Marina Abuladze scite author profile

Arthrobacter species is of interest because of its high potential for bioremediation. Bacteria can detoxify chromium, by either reduction or accumulation inside the bacteria and/or absorption of chromium(VI) (CrVI) on their surface, and efflux pump. The possible pathway of Cr(VI) reduction by Arthrobacter oxydans isolated from Columbia basalt rocks at a US DOE highly contaminated site (USA) has been considered in the present study. FTIR absorption spectroscopy showed that these bacteria reduce Cr(VI). In the present study the threshold Cr(VI) nontoxic concentration (35 microg/mL) for A. oxydans growing in liquid medium was estimated.

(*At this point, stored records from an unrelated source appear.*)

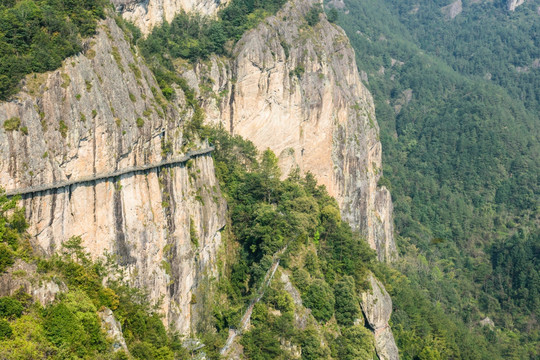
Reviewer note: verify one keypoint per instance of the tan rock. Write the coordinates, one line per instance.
(24, 276)
(296, 90)
(82, 120)
(377, 308)
(147, 14)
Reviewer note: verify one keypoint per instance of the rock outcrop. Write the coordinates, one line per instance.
(147, 14)
(377, 308)
(101, 112)
(113, 329)
(23, 276)
(511, 5)
(295, 89)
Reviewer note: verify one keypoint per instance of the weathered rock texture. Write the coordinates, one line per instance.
(513, 4)
(24, 276)
(295, 89)
(147, 14)
(377, 308)
(101, 112)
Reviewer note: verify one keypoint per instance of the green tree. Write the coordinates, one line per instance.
(319, 297)
(347, 308)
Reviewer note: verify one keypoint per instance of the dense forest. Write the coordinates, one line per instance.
(457, 102)
(325, 260)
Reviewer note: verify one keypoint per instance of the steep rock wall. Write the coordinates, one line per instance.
(149, 13)
(513, 4)
(99, 113)
(377, 308)
(295, 89)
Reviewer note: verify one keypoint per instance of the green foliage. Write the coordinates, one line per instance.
(194, 38)
(332, 15)
(73, 325)
(354, 343)
(36, 35)
(319, 297)
(463, 159)
(12, 227)
(347, 307)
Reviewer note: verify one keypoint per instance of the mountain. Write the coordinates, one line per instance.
(103, 120)
(456, 99)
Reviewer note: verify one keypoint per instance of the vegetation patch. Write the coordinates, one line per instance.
(12, 124)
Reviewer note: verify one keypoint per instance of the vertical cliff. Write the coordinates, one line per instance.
(511, 5)
(99, 113)
(295, 88)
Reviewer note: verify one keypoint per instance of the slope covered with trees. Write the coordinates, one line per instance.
(37, 35)
(457, 101)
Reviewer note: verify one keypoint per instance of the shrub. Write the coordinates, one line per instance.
(347, 309)
(6, 257)
(12, 124)
(319, 297)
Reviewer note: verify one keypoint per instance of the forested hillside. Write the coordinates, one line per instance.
(457, 100)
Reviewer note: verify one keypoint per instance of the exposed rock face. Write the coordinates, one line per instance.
(101, 112)
(295, 89)
(511, 5)
(113, 329)
(24, 276)
(452, 10)
(377, 308)
(149, 13)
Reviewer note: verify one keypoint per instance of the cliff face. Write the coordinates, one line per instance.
(100, 113)
(148, 13)
(513, 4)
(295, 89)
(377, 308)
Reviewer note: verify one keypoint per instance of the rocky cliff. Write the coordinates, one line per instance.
(295, 88)
(148, 13)
(511, 5)
(101, 112)
(377, 308)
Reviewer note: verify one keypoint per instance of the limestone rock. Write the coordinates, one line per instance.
(452, 10)
(147, 14)
(377, 308)
(511, 5)
(101, 112)
(24, 276)
(296, 90)
(113, 329)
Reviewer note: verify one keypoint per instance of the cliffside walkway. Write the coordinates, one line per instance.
(96, 177)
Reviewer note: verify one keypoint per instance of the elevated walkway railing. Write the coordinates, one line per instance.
(96, 177)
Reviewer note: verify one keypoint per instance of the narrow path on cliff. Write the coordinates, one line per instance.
(88, 179)
(233, 333)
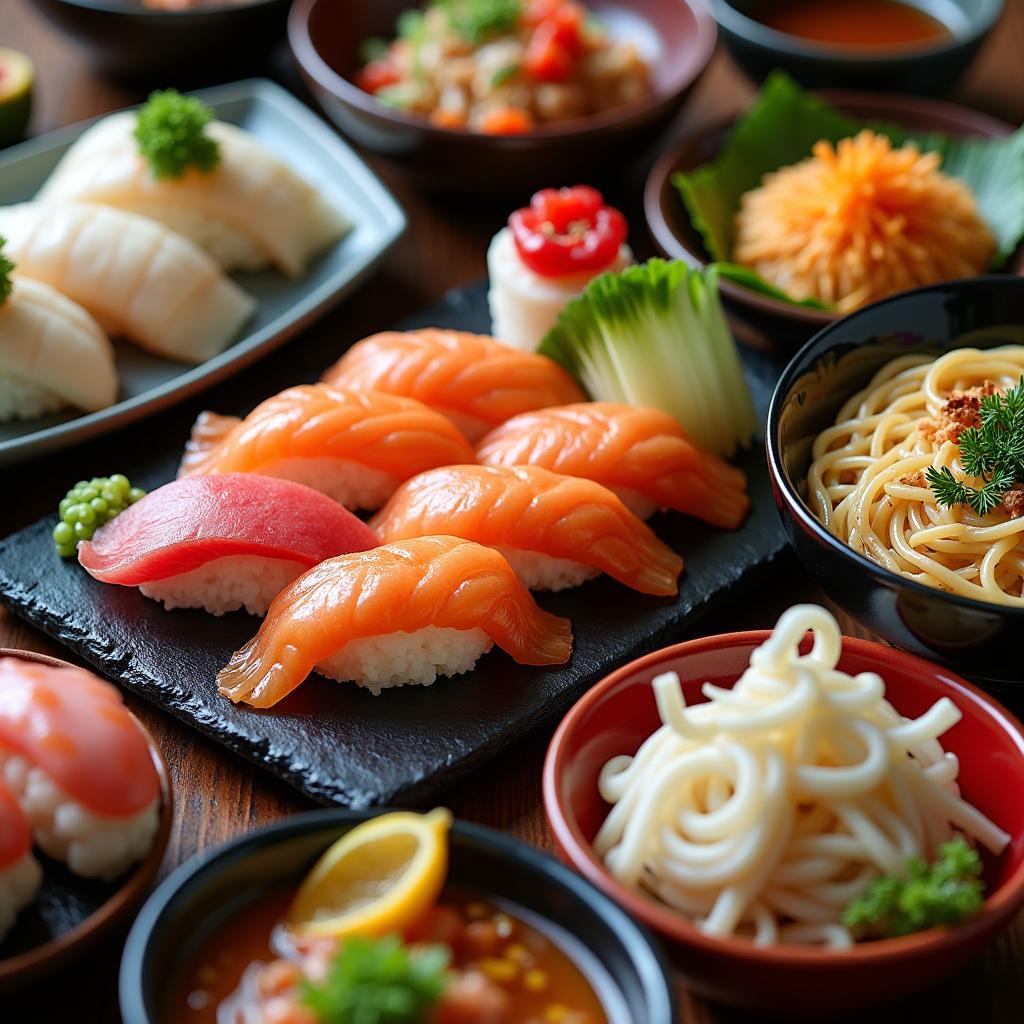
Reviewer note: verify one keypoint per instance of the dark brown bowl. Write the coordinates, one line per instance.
(766, 318)
(676, 38)
(125, 894)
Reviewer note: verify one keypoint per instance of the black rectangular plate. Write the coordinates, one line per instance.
(339, 743)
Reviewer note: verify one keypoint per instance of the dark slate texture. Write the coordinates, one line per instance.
(336, 742)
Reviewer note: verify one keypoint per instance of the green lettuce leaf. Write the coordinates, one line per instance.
(782, 125)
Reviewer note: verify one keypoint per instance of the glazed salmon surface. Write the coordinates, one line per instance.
(474, 379)
(397, 588)
(627, 448)
(77, 729)
(384, 432)
(532, 509)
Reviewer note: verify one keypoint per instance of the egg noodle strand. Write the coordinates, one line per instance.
(764, 811)
(866, 482)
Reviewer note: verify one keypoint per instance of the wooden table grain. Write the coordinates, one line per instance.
(220, 797)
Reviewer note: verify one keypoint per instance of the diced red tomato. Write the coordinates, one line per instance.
(548, 59)
(376, 75)
(567, 230)
(506, 121)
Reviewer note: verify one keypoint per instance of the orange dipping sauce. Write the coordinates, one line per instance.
(863, 24)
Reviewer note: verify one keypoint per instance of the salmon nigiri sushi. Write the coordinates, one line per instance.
(354, 446)
(20, 876)
(641, 454)
(475, 381)
(79, 765)
(555, 530)
(401, 613)
(221, 543)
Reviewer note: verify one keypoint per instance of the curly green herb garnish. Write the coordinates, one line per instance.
(993, 453)
(942, 893)
(6, 267)
(476, 20)
(87, 506)
(379, 982)
(171, 134)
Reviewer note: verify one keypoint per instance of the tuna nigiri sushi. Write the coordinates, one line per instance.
(355, 446)
(555, 530)
(221, 543)
(20, 875)
(52, 354)
(401, 613)
(79, 765)
(136, 278)
(641, 454)
(249, 210)
(475, 381)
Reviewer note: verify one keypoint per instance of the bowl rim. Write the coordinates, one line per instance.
(686, 73)
(643, 949)
(658, 184)
(676, 929)
(749, 29)
(128, 8)
(795, 505)
(26, 967)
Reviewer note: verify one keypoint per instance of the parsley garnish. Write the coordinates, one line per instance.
(476, 20)
(379, 981)
(6, 266)
(942, 893)
(993, 453)
(171, 134)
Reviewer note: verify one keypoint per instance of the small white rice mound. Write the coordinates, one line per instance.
(348, 483)
(641, 506)
(540, 571)
(18, 885)
(232, 249)
(227, 584)
(93, 846)
(415, 658)
(24, 399)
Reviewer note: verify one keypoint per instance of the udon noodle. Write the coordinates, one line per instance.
(866, 480)
(764, 811)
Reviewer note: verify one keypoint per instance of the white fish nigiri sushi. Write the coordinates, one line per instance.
(249, 211)
(20, 875)
(79, 766)
(138, 279)
(52, 354)
(546, 256)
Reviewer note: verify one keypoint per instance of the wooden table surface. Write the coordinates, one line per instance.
(218, 796)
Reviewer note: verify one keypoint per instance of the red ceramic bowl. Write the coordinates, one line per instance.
(774, 320)
(620, 713)
(675, 37)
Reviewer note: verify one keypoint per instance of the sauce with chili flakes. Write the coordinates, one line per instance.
(867, 24)
(246, 964)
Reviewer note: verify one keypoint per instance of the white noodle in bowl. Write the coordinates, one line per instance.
(761, 813)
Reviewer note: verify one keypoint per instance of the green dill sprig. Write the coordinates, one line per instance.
(6, 268)
(379, 981)
(942, 893)
(171, 134)
(993, 453)
(477, 20)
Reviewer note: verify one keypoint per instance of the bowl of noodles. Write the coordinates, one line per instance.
(741, 794)
(872, 443)
(814, 205)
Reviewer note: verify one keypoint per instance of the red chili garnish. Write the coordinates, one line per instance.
(567, 230)
(376, 75)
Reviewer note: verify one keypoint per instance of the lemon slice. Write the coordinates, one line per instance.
(377, 879)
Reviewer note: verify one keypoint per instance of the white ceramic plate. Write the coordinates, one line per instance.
(285, 306)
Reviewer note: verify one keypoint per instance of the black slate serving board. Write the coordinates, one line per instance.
(339, 743)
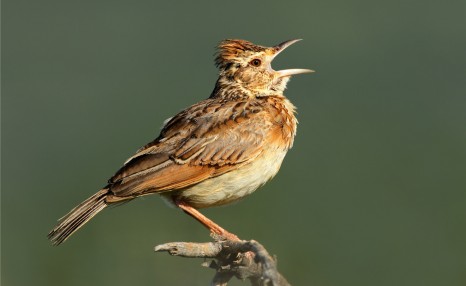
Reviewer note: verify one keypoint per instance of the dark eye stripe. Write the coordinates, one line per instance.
(255, 62)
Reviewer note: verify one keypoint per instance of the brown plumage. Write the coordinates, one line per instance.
(214, 152)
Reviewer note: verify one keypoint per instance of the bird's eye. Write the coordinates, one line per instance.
(255, 62)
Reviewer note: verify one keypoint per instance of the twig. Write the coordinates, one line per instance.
(241, 259)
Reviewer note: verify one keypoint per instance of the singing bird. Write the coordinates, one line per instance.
(214, 152)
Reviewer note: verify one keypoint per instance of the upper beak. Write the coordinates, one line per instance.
(289, 72)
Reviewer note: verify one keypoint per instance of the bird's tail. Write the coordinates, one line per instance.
(78, 216)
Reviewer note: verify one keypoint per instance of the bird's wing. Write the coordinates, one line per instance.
(206, 140)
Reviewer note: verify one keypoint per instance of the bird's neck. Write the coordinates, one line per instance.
(230, 89)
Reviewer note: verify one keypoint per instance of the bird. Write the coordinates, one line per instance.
(214, 152)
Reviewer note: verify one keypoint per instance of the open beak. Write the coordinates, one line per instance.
(289, 72)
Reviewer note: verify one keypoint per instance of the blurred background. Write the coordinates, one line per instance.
(373, 192)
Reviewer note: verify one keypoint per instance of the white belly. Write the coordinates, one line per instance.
(234, 185)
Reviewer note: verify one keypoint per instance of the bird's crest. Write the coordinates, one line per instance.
(230, 49)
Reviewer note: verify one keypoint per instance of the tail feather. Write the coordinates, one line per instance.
(78, 216)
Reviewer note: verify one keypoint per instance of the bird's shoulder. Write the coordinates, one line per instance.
(210, 137)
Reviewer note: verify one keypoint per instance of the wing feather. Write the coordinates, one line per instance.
(206, 140)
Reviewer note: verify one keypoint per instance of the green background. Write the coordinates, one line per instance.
(373, 192)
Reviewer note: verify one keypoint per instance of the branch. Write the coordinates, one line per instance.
(242, 259)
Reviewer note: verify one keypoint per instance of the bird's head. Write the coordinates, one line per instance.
(249, 67)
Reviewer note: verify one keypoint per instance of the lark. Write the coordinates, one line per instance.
(214, 152)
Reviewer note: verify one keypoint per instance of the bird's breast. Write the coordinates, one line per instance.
(234, 185)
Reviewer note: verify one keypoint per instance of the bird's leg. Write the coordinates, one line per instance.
(209, 224)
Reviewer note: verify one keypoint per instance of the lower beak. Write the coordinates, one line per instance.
(290, 72)
(280, 48)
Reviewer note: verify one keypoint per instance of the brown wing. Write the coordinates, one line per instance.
(206, 140)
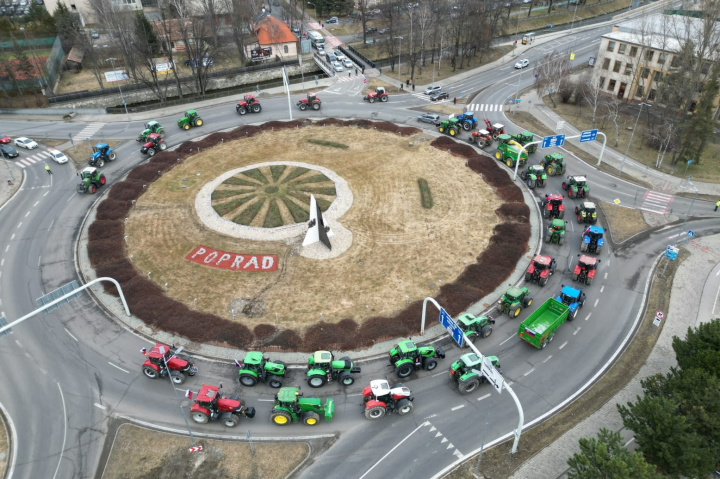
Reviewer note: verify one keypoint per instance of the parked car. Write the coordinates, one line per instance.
(429, 118)
(439, 95)
(25, 143)
(8, 151)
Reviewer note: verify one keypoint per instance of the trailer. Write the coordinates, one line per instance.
(539, 328)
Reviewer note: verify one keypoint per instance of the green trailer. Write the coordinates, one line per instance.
(539, 328)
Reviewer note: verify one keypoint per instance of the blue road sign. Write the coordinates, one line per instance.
(451, 326)
(554, 140)
(588, 135)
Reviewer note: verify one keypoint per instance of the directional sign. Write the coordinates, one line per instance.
(451, 326)
(588, 135)
(552, 141)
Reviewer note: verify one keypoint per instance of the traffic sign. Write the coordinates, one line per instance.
(451, 326)
(552, 141)
(588, 135)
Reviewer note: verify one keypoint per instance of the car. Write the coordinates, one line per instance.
(429, 118)
(25, 143)
(8, 151)
(439, 95)
(432, 89)
(58, 156)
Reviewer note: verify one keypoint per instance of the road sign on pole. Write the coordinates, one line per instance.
(451, 326)
(552, 141)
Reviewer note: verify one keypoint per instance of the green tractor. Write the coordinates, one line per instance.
(151, 127)
(191, 118)
(450, 127)
(255, 367)
(556, 232)
(514, 300)
(292, 406)
(524, 138)
(534, 176)
(461, 372)
(509, 151)
(474, 326)
(322, 368)
(407, 357)
(554, 164)
(90, 180)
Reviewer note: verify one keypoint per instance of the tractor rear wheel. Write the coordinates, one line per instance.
(311, 418)
(375, 412)
(404, 407)
(281, 418)
(469, 385)
(200, 417)
(404, 370)
(316, 380)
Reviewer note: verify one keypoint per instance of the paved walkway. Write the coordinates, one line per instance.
(688, 285)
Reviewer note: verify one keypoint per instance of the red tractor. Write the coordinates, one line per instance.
(248, 104)
(585, 269)
(552, 206)
(495, 129)
(163, 357)
(379, 94)
(380, 399)
(540, 269)
(481, 137)
(312, 101)
(210, 405)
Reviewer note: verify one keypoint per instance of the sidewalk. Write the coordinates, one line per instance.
(690, 278)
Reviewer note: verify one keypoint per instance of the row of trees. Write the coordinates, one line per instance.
(676, 421)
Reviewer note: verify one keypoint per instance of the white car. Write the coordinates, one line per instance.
(25, 143)
(58, 156)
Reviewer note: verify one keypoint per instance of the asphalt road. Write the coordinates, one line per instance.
(71, 368)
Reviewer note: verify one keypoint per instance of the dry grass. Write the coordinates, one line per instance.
(623, 222)
(498, 463)
(149, 448)
(399, 248)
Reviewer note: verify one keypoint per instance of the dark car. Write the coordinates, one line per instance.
(8, 151)
(439, 95)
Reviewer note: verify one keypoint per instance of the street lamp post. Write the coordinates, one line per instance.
(622, 163)
(112, 62)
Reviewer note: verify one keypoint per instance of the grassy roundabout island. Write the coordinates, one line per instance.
(421, 223)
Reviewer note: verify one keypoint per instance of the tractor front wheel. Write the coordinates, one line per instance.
(281, 418)
(375, 412)
(200, 417)
(316, 380)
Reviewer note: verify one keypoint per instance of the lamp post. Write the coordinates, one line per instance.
(112, 62)
(622, 163)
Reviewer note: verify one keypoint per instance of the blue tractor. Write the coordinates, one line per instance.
(101, 153)
(467, 120)
(574, 298)
(593, 240)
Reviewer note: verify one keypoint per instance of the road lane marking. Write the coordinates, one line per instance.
(116, 366)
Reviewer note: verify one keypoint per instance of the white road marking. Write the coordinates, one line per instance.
(118, 367)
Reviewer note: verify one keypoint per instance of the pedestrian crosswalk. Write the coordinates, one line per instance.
(654, 202)
(88, 131)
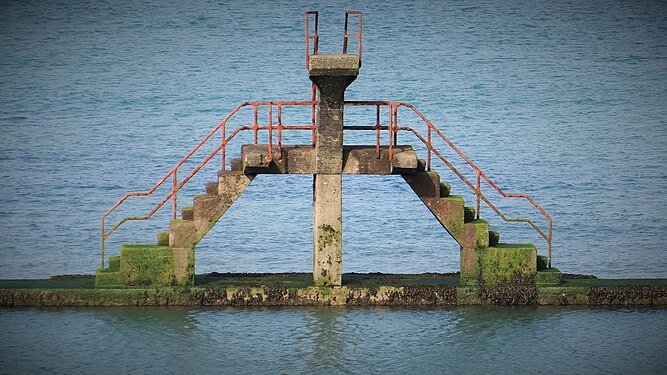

Complete uptake of this concentration was achieved in about 10 days after chromium addition into the medium. At this concentration an increase in the protein isolated from the cell wall of A. oxydans was observed. This increased protein predominated independently of the growth phase at which Cr(VI) was added. Thermal analysis was used to identify any influence of Cr(VI) on the DNP complex of A. oxydans. According to the data obtained it can be supposed that Cr(VI) reduction predominantly occurs on the bacterial surface and that cell wall represents a permeable barrier for these bacteria at the non-toxic chromium action.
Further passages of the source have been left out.